RAMSONS, Allium ursinum

It seems like every time you open a magazine you see another article on garlic. I’m glad that we are becoming aware of how great garlic really is. However, most of us maybe didn’t realize that garlic has a little known cousin named ramsons is kind of shy and doesn’t live in the desert or in cities or in a lot of flower gardens. Ramson lives in the damp moist forests under the shade of trees. Now when you’re trompin’ around in the woods and smell garlic you will know that there is some ramsons growing nearby.


Early in the spring in damp woods you will find dense patches of ramsons. It grows about two feet tall from a bulb that has cloves like garlic, only the bulb is a little longer and not so big around. There are two or three shiny green elliptical leaves that are a lot wider than garlic. In fact they look like lily of the valley leaves.
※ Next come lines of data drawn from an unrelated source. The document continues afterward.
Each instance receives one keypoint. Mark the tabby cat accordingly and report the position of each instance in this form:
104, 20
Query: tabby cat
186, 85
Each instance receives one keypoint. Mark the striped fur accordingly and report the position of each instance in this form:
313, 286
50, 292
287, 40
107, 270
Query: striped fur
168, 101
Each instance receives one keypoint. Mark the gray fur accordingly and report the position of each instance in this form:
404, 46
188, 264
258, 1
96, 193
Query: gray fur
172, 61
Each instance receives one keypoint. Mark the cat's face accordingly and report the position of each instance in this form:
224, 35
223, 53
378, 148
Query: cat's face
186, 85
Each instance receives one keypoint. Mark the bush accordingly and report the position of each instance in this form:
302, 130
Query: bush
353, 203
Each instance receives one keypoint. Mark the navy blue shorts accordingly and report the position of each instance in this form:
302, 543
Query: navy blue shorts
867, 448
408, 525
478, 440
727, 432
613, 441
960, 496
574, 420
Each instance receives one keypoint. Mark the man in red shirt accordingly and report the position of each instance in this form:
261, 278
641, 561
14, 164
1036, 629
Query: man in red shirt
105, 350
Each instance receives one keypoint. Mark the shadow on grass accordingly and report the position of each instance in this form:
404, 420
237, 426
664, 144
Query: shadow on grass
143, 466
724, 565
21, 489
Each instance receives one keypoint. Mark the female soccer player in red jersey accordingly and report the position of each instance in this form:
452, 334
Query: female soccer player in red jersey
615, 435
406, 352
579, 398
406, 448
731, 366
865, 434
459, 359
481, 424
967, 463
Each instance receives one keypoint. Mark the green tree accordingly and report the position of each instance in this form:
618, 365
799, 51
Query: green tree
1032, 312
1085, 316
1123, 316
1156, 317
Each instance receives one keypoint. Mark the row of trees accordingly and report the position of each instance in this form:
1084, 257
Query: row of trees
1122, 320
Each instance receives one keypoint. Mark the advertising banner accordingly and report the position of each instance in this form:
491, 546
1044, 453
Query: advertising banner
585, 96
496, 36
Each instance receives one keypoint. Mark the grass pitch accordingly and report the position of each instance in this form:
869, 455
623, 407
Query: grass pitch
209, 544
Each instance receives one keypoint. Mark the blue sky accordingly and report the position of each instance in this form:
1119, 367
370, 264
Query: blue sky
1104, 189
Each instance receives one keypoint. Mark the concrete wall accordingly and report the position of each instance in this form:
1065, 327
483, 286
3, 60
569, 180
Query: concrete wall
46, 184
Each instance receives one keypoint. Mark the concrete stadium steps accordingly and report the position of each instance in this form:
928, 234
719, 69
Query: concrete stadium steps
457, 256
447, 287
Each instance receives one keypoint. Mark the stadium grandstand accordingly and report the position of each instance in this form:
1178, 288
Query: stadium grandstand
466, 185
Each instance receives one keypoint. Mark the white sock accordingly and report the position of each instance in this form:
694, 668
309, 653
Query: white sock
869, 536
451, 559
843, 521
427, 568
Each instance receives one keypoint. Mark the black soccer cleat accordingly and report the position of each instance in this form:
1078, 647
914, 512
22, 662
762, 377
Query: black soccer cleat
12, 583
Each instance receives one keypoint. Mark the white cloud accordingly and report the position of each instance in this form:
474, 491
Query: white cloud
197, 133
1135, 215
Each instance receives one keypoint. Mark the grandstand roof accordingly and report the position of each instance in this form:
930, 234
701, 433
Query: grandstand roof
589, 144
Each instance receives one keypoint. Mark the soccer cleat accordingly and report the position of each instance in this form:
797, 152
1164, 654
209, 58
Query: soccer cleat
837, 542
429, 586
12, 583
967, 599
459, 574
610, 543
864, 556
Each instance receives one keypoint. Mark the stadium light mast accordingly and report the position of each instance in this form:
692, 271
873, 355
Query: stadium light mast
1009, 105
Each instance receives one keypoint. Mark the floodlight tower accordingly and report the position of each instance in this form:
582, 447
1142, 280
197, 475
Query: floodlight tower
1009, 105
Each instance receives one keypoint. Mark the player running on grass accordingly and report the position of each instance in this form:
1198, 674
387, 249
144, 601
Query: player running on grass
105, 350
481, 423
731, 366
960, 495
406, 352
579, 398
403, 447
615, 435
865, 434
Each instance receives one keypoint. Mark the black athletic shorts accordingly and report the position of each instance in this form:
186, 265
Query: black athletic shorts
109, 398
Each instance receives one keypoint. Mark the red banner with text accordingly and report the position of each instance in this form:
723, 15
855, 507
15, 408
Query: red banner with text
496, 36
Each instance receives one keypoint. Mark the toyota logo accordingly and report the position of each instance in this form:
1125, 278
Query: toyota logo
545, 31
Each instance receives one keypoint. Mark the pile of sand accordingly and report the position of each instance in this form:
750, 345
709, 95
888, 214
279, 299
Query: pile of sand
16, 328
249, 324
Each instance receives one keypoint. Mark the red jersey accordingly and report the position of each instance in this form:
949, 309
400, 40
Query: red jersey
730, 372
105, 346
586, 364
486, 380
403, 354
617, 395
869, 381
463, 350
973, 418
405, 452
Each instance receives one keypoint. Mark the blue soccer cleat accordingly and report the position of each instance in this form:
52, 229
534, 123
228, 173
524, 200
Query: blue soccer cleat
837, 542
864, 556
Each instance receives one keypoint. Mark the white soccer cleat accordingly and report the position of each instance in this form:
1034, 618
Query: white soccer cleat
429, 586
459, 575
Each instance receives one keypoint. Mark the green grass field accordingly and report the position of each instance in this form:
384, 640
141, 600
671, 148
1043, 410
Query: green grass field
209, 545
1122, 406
The flower is tall and round with many little blossoms and it looks like garlic.


Most folks in this country know this plant as wild garlic but in Europe it is known as ramsons. They used it as a cleanser or the digestive tract, a spring tonic and as a blood cleanser. Some old times tell about when they were kids their mothers would send them out to gather the bright shiny leaves. Sometimes they would chop the leaves up quite fine and eat them on bread and butter. They would also use them in a spring salad or put them in soups or use as a pot herb. The leaves work a lot better when they are fresh.


The wild bears out in the forests and woods know all about ramsons. They use it as a spring tonic and as an intestinal cleanser. After the bears hibernate all winter their bodies are full of waste and are very toxic. One of the first things they do when they crawl out of their den is to find a patch of ramsons, or wild garlic, and eat their fill. This sweetens their stomach and cleans out their digestive tract. I think this is why nature put ramsons in the woods and the forests so the bears could have easy access to it when they woke up from their long winter’s nap.
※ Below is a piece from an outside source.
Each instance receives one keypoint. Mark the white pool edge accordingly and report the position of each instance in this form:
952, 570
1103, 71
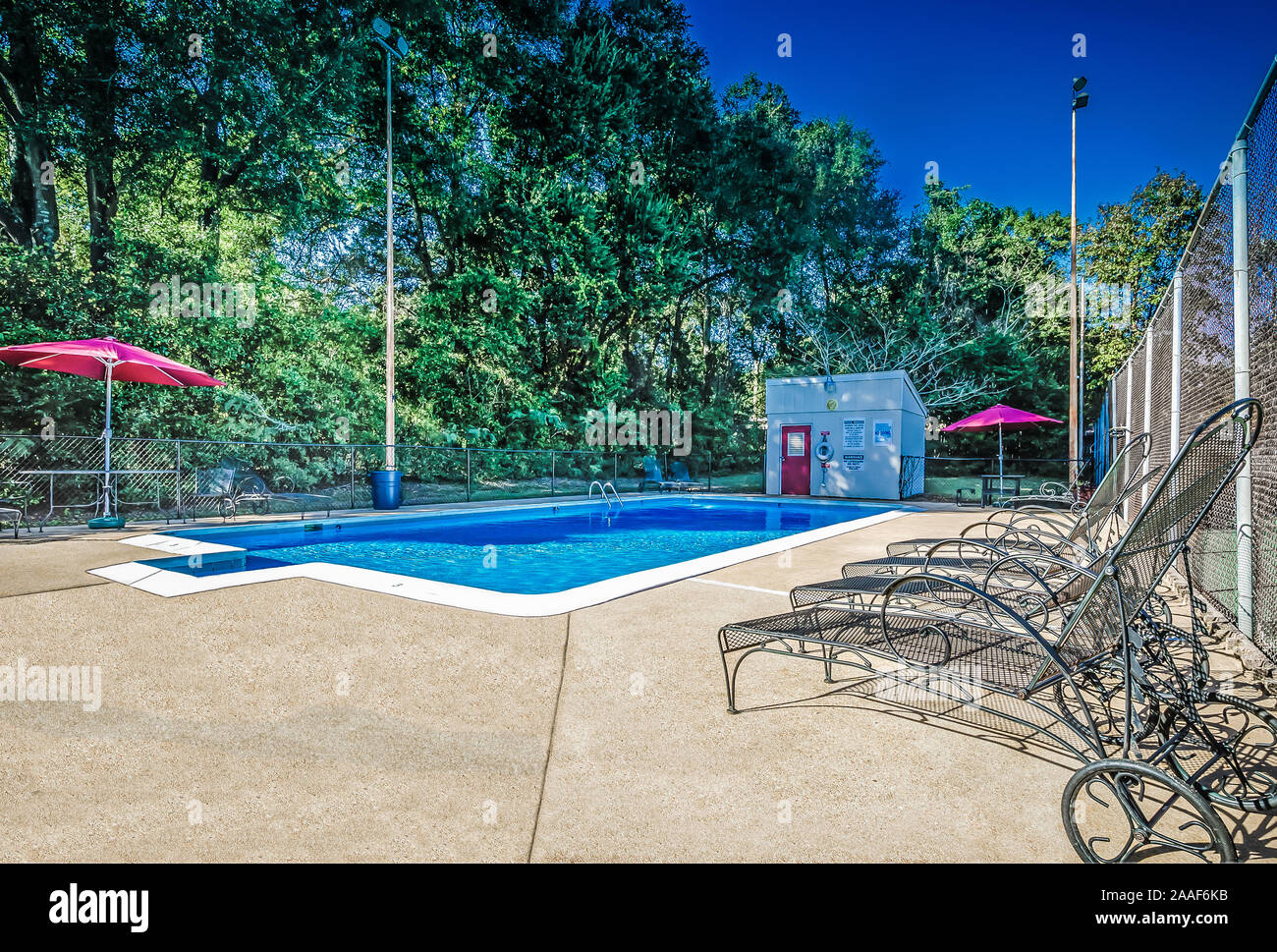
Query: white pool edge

Ramsons are very good for the stomach and the intestines. It is real great bowel tonic if you are constipated and even if you have diarrhea. It is also good for pimples, acne or rough dry skin or any kind or chronic skin disorders.
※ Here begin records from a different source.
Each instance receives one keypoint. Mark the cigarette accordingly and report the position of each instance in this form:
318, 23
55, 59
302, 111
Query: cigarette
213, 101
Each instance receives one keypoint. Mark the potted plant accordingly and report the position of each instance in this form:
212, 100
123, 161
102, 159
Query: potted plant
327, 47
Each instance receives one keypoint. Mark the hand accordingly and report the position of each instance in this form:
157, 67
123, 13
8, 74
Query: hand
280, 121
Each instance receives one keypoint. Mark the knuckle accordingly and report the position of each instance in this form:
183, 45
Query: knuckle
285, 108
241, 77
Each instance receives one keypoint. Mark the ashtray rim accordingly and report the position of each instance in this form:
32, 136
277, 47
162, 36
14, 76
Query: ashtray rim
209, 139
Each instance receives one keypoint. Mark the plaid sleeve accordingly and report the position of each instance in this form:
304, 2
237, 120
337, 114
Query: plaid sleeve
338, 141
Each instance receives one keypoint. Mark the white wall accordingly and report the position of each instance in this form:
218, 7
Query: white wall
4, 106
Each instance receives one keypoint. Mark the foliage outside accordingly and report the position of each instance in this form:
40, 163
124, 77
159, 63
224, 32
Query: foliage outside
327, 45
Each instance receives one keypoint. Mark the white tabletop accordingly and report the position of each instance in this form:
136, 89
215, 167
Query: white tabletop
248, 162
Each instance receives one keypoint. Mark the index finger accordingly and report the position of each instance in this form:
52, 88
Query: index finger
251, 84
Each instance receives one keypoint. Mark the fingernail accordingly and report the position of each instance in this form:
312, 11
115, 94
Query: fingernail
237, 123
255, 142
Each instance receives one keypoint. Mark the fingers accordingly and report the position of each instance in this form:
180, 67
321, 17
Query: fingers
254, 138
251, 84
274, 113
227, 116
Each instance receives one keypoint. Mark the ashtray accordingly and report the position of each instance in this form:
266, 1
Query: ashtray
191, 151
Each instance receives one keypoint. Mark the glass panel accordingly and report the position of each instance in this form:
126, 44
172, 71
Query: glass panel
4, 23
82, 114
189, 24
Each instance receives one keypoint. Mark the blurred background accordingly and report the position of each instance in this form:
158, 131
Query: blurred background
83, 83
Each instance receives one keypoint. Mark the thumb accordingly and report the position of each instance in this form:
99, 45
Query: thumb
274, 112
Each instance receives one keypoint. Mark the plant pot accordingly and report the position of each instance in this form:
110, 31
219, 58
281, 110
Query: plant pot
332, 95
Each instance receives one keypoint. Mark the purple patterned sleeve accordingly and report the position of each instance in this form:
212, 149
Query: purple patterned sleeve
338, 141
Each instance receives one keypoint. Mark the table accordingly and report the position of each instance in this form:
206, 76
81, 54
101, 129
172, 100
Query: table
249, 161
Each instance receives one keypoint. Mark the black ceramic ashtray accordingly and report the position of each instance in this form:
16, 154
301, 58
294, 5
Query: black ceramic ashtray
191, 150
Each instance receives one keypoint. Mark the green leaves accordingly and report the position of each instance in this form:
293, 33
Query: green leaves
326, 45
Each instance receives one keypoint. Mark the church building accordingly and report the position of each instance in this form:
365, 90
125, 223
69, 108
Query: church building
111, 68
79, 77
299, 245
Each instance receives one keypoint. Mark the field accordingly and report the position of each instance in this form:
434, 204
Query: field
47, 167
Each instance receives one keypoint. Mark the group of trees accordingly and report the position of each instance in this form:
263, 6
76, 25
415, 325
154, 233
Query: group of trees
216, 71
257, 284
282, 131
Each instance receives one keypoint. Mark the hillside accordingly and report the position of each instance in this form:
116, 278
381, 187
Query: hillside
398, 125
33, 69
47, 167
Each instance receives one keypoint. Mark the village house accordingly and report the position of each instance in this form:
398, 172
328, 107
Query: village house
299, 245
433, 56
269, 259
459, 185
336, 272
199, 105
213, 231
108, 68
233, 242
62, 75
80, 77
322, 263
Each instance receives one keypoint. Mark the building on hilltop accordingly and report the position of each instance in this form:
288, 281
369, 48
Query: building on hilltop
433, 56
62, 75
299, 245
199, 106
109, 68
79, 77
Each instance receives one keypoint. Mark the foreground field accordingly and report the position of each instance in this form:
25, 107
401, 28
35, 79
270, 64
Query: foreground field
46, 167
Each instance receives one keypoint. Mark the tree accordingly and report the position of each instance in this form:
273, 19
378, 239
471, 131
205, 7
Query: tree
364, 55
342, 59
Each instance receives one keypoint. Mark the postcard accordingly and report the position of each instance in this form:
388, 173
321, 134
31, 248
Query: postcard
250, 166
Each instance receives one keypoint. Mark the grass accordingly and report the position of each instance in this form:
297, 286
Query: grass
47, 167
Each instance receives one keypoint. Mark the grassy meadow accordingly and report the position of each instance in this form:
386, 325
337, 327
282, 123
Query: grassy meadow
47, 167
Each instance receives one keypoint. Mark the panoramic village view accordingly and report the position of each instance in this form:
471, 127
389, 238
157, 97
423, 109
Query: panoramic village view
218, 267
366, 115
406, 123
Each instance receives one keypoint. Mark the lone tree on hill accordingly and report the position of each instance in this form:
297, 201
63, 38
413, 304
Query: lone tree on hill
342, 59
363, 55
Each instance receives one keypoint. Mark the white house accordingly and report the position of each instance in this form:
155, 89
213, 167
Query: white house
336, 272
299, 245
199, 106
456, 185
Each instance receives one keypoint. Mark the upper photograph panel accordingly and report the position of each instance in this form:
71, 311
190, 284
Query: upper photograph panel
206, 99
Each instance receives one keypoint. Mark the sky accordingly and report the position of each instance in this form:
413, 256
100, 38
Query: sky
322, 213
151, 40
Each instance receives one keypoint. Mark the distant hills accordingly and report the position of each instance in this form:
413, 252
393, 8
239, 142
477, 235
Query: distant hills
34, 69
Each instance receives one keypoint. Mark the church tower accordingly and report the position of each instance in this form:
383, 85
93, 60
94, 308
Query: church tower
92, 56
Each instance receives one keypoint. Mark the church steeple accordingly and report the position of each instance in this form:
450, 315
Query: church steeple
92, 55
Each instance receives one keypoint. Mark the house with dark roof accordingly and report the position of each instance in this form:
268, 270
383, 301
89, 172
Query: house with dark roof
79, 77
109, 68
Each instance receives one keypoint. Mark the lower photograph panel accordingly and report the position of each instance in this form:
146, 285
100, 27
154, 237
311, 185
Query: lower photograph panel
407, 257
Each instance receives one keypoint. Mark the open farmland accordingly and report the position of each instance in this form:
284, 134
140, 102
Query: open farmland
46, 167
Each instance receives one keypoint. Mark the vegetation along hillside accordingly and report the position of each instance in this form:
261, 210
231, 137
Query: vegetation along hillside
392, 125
Ramsons is a great blood purifier. It will help to overcome herpes, eczema, scrofula, and even rheumatism. It will purge cholesterol and plaque out of the blood veins and helps to increase the flow of blood to all parts of the body. This will help to overcome hardening of the arteries, high blood pressure, dizziness, worms and parasites and even help the memory.
In the Bible there is a passage that says, “COME NOW AND LET US REASON TOGETHER---“ Perhaps we should reason on what makes sickness and what makes health. I think we all agree, “WE ARE WHAT WE EAT.” The longer foods stay in the warm moist environment of our digestive tract the harder it becomes to eliminate and the more toxic and poisonous it becomes to our bodies. Fruits and vegetables contain a lot of moisture. They digest easily and eliminate quickly, also they are very healthy. Meats, breads and processed foods lack moisture. They are stickier and contain more mucus. They are more difficult to digest and are much more difficult to eliminate. They cause constipation, then sickness.


In olden times, mothers gave their families sulfur and molasses as a spring tonic to clean out their systems.


Ramsons is heavy in sulfur and is great spring tonic. If you can’t find ramsons, try using garlic. It works too.


P.S. Don’t drink liquids with meals. It dilutes digestive juices.